The Covid-19 virus, by way of contrast, flourished alongside flu during the winter. As the number of infections began to rise again in September 2020, there were fresh lockdowns across the UK and a consequent fall in the number of people testing positive for the coronavirus. But in two districts, Thanet and Swale, on the north coast of Kent, infection rates inexplicably soared in November. At first, health experts sent to investigate suspected this had something to do with the behavior of the people in the area. But they soon discovered that it was the behavior of the virus that had changed and that it was spreading faster and was possibly more deadly than before.

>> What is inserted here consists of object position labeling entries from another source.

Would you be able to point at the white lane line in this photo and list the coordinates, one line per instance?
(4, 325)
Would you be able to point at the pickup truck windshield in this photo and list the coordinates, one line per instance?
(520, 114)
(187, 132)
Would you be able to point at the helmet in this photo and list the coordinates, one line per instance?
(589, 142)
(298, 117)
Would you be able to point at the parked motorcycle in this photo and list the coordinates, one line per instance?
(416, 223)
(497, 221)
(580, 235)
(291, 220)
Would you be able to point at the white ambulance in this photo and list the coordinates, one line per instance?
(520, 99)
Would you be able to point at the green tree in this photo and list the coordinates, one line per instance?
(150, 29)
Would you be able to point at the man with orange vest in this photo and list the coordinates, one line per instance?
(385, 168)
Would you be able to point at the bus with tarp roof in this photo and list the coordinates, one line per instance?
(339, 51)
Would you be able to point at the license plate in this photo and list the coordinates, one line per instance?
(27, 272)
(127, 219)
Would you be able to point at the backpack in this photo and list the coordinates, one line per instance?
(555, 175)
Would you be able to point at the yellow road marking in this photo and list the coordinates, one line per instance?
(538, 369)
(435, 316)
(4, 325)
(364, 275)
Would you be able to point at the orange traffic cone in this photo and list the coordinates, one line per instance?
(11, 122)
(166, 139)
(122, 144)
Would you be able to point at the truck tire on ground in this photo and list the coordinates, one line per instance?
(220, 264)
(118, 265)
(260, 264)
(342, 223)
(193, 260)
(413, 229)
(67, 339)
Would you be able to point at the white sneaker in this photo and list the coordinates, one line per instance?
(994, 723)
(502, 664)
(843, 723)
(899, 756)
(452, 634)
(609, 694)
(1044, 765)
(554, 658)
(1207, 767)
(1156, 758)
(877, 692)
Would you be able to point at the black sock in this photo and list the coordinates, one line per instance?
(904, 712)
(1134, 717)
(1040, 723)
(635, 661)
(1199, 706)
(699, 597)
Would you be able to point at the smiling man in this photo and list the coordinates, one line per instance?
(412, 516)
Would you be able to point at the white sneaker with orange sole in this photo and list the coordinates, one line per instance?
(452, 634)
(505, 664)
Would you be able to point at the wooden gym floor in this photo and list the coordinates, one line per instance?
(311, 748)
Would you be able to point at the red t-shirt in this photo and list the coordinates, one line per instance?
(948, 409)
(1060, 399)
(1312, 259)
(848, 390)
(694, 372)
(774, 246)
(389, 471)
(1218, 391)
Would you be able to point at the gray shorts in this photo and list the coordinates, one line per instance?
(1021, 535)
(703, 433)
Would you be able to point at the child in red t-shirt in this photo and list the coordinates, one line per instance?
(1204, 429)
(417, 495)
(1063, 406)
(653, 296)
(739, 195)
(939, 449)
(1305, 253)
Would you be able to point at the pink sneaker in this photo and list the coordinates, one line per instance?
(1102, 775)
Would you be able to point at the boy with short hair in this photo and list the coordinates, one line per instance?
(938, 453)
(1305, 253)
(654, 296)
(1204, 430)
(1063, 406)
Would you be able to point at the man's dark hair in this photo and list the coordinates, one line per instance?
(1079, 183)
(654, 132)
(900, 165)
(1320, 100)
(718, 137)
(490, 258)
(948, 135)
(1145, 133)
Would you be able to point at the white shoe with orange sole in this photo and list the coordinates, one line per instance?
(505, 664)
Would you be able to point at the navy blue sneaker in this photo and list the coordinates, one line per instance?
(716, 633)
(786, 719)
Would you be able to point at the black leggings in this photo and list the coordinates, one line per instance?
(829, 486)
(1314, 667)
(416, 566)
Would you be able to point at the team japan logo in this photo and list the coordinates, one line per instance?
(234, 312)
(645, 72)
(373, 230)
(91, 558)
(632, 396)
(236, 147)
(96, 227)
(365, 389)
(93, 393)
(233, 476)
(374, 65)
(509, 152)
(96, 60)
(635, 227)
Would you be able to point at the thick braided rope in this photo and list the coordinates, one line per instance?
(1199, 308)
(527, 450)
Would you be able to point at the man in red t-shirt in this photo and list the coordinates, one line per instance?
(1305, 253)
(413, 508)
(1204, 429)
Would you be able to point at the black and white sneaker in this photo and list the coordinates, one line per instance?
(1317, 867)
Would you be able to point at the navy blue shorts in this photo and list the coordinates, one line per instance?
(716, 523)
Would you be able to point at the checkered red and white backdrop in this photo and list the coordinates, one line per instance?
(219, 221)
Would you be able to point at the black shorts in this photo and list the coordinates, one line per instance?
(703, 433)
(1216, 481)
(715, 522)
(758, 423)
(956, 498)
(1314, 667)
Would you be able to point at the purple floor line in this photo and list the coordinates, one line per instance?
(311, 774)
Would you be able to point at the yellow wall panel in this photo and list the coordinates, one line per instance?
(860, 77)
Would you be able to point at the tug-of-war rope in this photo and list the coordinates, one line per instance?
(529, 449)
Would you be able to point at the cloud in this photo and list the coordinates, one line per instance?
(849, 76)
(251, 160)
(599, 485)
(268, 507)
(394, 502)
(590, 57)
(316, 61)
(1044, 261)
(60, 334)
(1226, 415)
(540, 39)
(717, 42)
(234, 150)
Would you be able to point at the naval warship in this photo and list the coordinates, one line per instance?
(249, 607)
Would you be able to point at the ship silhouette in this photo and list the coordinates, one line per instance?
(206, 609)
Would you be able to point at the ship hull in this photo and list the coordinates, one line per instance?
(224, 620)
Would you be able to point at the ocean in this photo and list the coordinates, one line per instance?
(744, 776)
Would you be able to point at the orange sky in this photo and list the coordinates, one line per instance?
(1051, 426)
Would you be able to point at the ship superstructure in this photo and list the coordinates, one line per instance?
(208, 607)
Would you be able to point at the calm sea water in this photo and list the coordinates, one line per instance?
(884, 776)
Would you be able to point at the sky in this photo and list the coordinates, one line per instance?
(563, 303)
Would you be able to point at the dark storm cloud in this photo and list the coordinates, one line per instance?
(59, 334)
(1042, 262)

This was the “Kent variant,” which quickly spread to the rest of Britain and to the rest of the world. It was predicted to become the dominant variant in the US by March 2021 and by then was present in every continent apart from Antarctica. I was singularly well-placed geographically to write about this, because British government scientists said that it had first been detected “near Canterbury.” This was confirmed by a senior local health official, who revealed privately that it had originated in Margate, a run-down seaside town 17 miles from the city. Given that Margate was on my doorstep, I had local contacts who helped me research the beginnings of the Kent variant and why the north Kent coast had provided such a perfect breeding ground for the virus to mutate into a more deadly form.

The Kent variant was finally displaced by a more infectious but less deadly form of the virus. As with polio in Cork, open fear dissipated after mass vaccination, while news outlets shifted from overreporting the epidemic to seldom mentioning it. But an undercurrent of fear remains, as it did in Cork several years after the polio virus had gone. Maureen O’Sullivan, a Red Cross nurse, told me that “at the sight of my ambulance in their street people would think that polio was back. They would run into their houses and a few would get down on their knees to pray. They had lost all hope—they were that frightened.”